Avenida de Mayo is one of the grandest and most important in Buenos Aires, leading from Plaza de Mayo with the pink government palace Casa Rosada at one end, to Argentina’s National Congress building at the other. The avenue, officially inaugurated in 1894, is just under a mile long and it’s worth walking the entire length to take the city’s history. Here are some of the attractions you’ll pass on the way.
Address: Bolívar 65.
The Cabildo, facing Plaza de Mayo itself, is the city’s old colonial town hall where Argentina’s war of independence from Spain began. The building predates Avenida de Mayo; in fact, part of the building was demolished to make way for the avenue, but the main body of the historic landmark remains intact as a fine example of colonial architecture.

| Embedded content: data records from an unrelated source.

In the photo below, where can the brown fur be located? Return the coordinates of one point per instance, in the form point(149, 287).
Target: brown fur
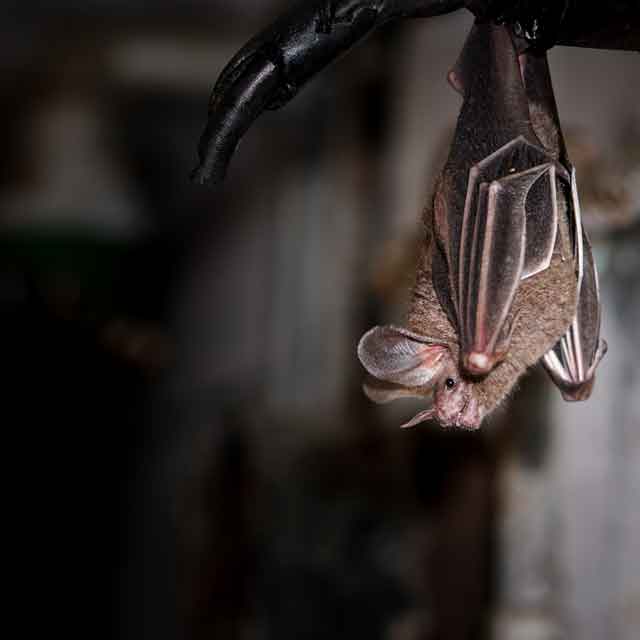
point(543, 307)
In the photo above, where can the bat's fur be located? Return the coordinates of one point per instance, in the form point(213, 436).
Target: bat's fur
point(544, 307)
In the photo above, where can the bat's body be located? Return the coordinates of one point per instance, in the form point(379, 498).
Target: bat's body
point(506, 278)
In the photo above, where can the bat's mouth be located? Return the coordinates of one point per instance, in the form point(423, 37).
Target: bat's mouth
point(470, 417)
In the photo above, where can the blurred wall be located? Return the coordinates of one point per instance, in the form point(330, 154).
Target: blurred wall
point(184, 386)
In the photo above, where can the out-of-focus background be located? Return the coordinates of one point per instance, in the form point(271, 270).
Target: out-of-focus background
point(182, 391)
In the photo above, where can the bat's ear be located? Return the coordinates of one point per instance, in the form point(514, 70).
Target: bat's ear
point(400, 357)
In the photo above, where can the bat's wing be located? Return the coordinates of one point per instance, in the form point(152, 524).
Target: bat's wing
point(508, 233)
point(573, 360)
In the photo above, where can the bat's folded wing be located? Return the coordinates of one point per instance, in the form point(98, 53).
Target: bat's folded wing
point(572, 362)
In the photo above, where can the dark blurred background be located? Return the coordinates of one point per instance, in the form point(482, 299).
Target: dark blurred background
point(189, 451)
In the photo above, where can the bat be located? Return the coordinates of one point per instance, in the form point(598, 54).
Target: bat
point(506, 278)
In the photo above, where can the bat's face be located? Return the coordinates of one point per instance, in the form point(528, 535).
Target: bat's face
point(454, 401)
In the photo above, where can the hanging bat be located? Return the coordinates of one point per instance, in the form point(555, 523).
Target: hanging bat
point(507, 278)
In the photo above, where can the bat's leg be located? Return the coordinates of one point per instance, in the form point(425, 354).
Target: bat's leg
point(268, 71)
point(572, 362)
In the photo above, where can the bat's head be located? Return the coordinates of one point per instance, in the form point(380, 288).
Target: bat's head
point(401, 363)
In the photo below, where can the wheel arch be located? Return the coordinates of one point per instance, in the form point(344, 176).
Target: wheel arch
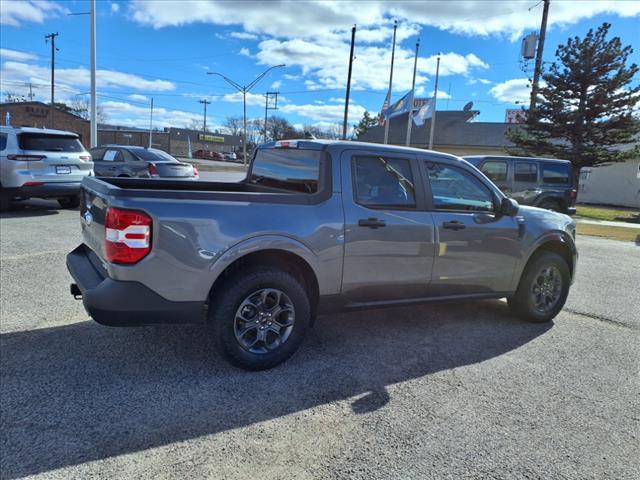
point(282, 253)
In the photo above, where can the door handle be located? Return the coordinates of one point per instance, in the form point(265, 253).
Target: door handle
point(371, 222)
point(454, 225)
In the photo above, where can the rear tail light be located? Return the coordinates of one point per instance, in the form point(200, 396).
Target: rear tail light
point(26, 158)
point(127, 235)
point(153, 170)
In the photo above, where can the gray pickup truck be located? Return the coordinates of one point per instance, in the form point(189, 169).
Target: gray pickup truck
point(316, 226)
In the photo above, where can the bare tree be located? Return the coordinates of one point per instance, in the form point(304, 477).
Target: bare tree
point(235, 126)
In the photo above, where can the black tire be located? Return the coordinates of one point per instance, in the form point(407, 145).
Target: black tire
point(72, 201)
point(524, 302)
point(552, 205)
point(225, 305)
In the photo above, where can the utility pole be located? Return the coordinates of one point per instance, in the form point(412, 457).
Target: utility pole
point(538, 67)
point(205, 102)
point(435, 98)
point(151, 125)
point(52, 37)
point(388, 99)
point(346, 100)
point(269, 95)
point(413, 87)
point(244, 90)
point(93, 121)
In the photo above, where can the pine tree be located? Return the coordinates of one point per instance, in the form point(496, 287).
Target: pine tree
point(365, 124)
point(585, 110)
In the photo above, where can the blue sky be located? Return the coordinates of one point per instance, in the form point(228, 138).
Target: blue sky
point(164, 49)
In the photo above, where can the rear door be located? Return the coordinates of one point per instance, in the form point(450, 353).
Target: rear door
point(497, 170)
point(477, 247)
point(525, 182)
point(55, 157)
point(389, 238)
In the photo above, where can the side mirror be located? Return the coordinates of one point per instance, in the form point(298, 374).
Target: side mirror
point(509, 207)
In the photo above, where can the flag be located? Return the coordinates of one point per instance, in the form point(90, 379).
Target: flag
point(401, 106)
point(426, 111)
point(385, 105)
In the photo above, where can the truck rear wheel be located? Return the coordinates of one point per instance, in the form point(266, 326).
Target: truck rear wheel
point(259, 317)
point(543, 288)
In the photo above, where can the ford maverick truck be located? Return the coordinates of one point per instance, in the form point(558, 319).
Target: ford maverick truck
point(316, 226)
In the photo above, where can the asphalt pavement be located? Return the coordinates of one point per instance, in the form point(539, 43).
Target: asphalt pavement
point(446, 391)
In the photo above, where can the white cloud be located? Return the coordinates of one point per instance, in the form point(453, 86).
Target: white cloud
point(15, 13)
point(16, 55)
point(243, 35)
point(138, 98)
point(325, 19)
point(324, 113)
point(80, 76)
point(124, 113)
point(511, 91)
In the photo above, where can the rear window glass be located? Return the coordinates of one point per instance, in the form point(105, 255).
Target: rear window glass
point(49, 143)
point(152, 155)
point(287, 169)
point(556, 173)
point(525, 172)
point(496, 171)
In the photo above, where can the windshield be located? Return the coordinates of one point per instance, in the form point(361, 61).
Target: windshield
point(153, 155)
point(49, 142)
point(287, 169)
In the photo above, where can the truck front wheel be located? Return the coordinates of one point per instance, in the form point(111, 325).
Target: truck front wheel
point(543, 288)
point(259, 317)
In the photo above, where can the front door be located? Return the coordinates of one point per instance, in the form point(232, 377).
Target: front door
point(477, 247)
point(389, 238)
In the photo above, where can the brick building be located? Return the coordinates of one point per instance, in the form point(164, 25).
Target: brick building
point(38, 115)
point(172, 140)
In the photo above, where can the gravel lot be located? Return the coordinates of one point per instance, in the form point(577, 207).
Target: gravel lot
point(447, 391)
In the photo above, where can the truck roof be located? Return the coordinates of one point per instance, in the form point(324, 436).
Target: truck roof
point(320, 144)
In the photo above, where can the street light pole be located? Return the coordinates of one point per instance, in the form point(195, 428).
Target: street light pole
point(244, 90)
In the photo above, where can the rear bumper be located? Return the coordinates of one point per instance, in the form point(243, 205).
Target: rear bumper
point(46, 190)
point(116, 303)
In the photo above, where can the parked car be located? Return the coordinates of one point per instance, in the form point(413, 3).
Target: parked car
point(539, 182)
point(231, 156)
point(141, 162)
point(41, 163)
point(208, 155)
point(316, 226)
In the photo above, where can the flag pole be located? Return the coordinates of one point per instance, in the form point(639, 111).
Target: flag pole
point(413, 86)
point(393, 53)
point(433, 114)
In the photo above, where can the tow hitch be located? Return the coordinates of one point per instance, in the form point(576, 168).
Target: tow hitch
point(75, 291)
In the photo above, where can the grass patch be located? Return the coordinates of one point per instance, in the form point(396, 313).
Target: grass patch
point(608, 213)
point(614, 233)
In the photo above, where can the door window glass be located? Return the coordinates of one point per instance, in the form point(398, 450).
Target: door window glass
point(555, 173)
point(384, 182)
point(455, 189)
point(111, 156)
point(525, 172)
point(496, 171)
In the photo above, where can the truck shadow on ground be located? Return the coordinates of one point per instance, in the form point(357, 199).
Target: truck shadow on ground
point(85, 392)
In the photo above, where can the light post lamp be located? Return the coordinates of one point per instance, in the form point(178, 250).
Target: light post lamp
point(244, 90)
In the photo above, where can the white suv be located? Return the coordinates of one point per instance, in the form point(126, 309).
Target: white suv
point(41, 163)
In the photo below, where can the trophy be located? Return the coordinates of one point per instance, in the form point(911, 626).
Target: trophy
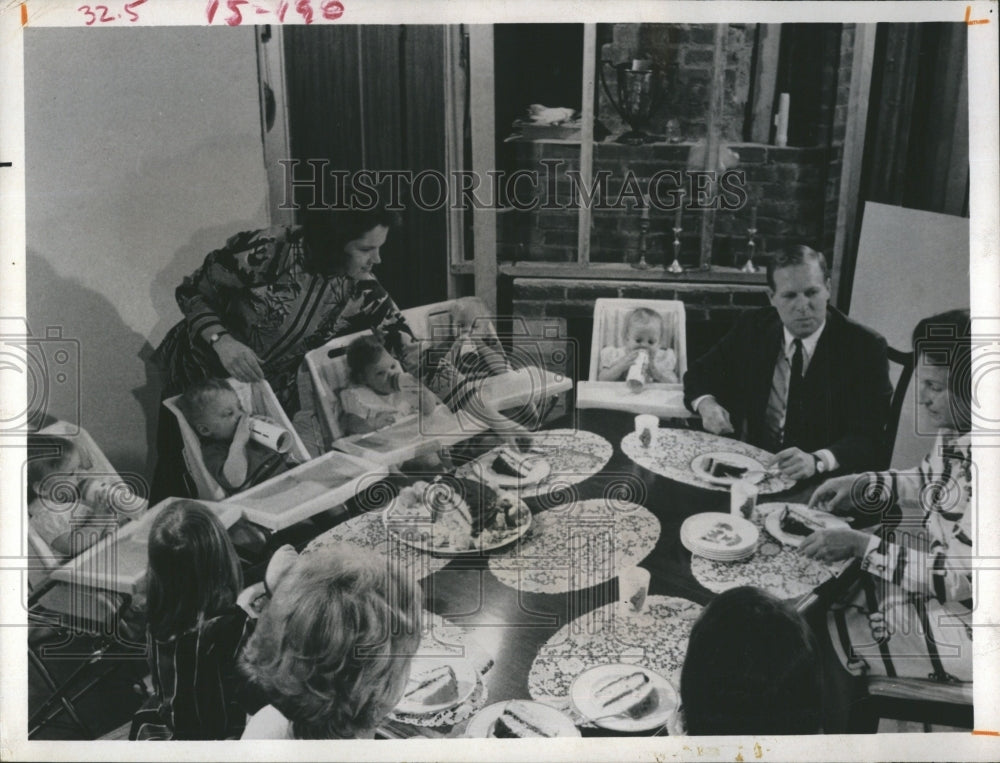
point(637, 97)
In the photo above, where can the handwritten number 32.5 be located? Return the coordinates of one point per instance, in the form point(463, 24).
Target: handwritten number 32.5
point(103, 14)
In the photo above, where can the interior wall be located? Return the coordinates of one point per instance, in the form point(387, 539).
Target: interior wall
point(143, 153)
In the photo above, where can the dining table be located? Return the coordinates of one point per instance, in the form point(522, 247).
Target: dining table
point(508, 622)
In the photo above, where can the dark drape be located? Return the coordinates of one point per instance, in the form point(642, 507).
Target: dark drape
point(917, 137)
point(372, 98)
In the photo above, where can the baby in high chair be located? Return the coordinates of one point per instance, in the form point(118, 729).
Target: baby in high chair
point(234, 459)
point(69, 507)
point(381, 393)
point(643, 333)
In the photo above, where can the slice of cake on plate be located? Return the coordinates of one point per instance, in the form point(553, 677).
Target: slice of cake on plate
point(433, 687)
point(520, 720)
point(632, 694)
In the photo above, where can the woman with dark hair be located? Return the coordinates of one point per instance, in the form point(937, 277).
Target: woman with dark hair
point(752, 667)
point(912, 614)
point(257, 305)
point(332, 651)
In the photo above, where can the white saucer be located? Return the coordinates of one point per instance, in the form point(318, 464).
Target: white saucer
point(734, 537)
point(481, 725)
point(582, 695)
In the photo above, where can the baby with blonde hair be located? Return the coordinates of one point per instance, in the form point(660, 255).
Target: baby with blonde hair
point(643, 334)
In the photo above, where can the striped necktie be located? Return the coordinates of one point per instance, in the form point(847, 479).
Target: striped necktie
point(795, 404)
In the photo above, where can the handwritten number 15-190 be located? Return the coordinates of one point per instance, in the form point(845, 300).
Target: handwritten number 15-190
point(330, 10)
point(102, 14)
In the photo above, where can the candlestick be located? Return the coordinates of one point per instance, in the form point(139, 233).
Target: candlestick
point(781, 120)
point(641, 264)
point(675, 266)
point(748, 266)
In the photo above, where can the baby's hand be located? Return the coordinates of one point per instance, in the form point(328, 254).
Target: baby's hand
point(383, 420)
point(281, 561)
point(242, 433)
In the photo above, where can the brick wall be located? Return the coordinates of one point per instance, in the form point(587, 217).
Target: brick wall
point(795, 191)
point(683, 55)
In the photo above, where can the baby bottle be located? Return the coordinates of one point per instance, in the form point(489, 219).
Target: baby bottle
point(636, 377)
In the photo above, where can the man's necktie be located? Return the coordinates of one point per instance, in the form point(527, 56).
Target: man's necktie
point(794, 403)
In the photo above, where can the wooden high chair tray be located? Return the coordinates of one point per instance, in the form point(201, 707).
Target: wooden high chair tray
point(309, 489)
point(119, 562)
point(663, 400)
point(410, 437)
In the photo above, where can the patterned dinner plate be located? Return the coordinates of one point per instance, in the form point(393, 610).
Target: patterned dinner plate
point(704, 465)
point(539, 471)
point(772, 521)
point(421, 535)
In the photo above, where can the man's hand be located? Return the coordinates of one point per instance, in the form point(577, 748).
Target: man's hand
point(834, 495)
point(794, 463)
point(715, 418)
point(238, 359)
point(835, 545)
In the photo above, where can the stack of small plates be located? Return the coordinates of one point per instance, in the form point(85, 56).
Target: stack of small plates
point(720, 537)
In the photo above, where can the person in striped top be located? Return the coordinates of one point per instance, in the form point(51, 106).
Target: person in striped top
point(927, 558)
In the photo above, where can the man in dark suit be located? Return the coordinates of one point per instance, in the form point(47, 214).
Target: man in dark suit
point(798, 377)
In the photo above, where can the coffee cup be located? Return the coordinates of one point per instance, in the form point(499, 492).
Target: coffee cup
point(743, 499)
point(646, 425)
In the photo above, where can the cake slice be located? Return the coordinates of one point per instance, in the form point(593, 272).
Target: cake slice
point(796, 523)
point(518, 721)
point(632, 694)
point(725, 470)
point(510, 464)
point(433, 687)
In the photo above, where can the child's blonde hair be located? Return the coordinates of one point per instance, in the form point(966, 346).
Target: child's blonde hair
point(361, 353)
point(196, 398)
point(644, 316)
point(48, 455)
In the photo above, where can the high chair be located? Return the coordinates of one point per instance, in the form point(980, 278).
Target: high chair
point(258, 398)
point(59, 611)
point(660, 399)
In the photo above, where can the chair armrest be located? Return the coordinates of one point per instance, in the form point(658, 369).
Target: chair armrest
point(921, 690)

Address: Rivadavia, no number.
Also in Plaza de Mayo, on your right as you head towards Avenida de Mayo, the Metropolitan Cathedral is the most important Catholic site in Argentina, where Pope Francis officiated as Archbishop of Buenos Aires. Take a peek at independence hero General San Martín’s mausoleum inside.
Address: Avenida de Mayo 575.
On Avenida de Mayo itself, La Prensa building is so named because it was built as the headquarters of La Prensa newspaper in 1898. It’s a great example of Parisian Beaux-Arts architecture and today houses the city’s Ministry of Culture. See if you can spot the statue of Pallas Athena, the goddess of wisdom.
Address: Avenida de Mayo 560.
On the opposite side of the Avenue, Pasaje Roverano is a curious passageway connecting Avenida de Mayo to the parallel street Hipólito Yrigoyen. It’s a place where little seems to have changed over the years at a construction that dates back to 1918. A couple of curiosities to look out for: the hairdresser’s where Pope Francis used to get his hair cut, and the building's very own entrance to the subway system through the basement.
Address: Avenida de Mayo 591.
Back on the other side of the road is London City. This historic cafe has borne witness to the frenetic bustle on Avenida de Mayo since 1954. It was one of author Julio Cortázar’s favourite spots to have a coffee while he wrote, and the cafe still has a table dedicated to him.
Address: Avenida de Mayo 767.
El Túnel is a favourite among bibliophiles in a city that has more bookstores per capita than any other. Located in the former Palacio Vera, a building that’s been declared part of the city’s cultural heritage, it specialises in collectors’ items. Browse the shelves and see what rare finds you can dig out.
Address: Avenida de Mayo 825.
Cafe Tortoni is the oldest cafe still running in Buenos Aires. It was founded in 1858 and has stunningly maintained period decor. Stop by for a coffee or a glass of cider.
Address: Avenida de Mayo 984.
La fresque just before reaching Avenida 9 de Julio you’ll pass this building. It was built in 1903 at the peak of the boom in construction on Avenida de Mayo, originally as a rental property before being turned into a hotel. It was closed for more than 20 years before being restored.
Address: Avenida de Mayo 1196.
Over on the other side of Avenida 9 de Julio, Bar Iberia is the second oldest cafe in the city, opening in 1897. It was the hangout for sympathisers with Republican cause during the Spanish Civil War. No matter what time you pass, you can stop for a coffee here. It’s open 24 hours.
Address: Avenida de Mayo 1222.
Teatro Avenida on the next block is almost as old. It was opened by the city’s Spanish community in 1908 and became an icon of Avenida de Mayo, hosting theatre, opera and traditional Spanish zarzuelas. The building was finally restored in 1994 following a fire in 1979.
Address: Avenida de Mayo 1271.
36 Billares is as old as Avenida de Mayo itself. It was inaugurated in the same year as the avenue. Named after a brand of billiard table, it’s the city’s most important venue for the sport. Stop by for a slice of pizza as you watch the regulars cue up at the many billiards and pool tables.
Address: Avenida de Mayo 1370.
On the next block, you can’t miss Palacio Barolo, which was the tallest building in the city when it was inaugurated in 1923. It’s famous for its Divine Comedy-inspired architecture and grand searchlight which was designed to be seen from a twin building on the other side of the Río de la Plata in Montevideo, Uruguay.
Address: Avenida de Mayo 1400.
Another grand building from the early 20th century is the Inmobiliaria building with its eclectic mix of styles, from Art Nouveau to neoclassical. It was built by the Inmobiliaria insurance company and inaugurated in 1910 during Argentina’s centenary celebrations. Look up to spot the twin red domes on either side of the building.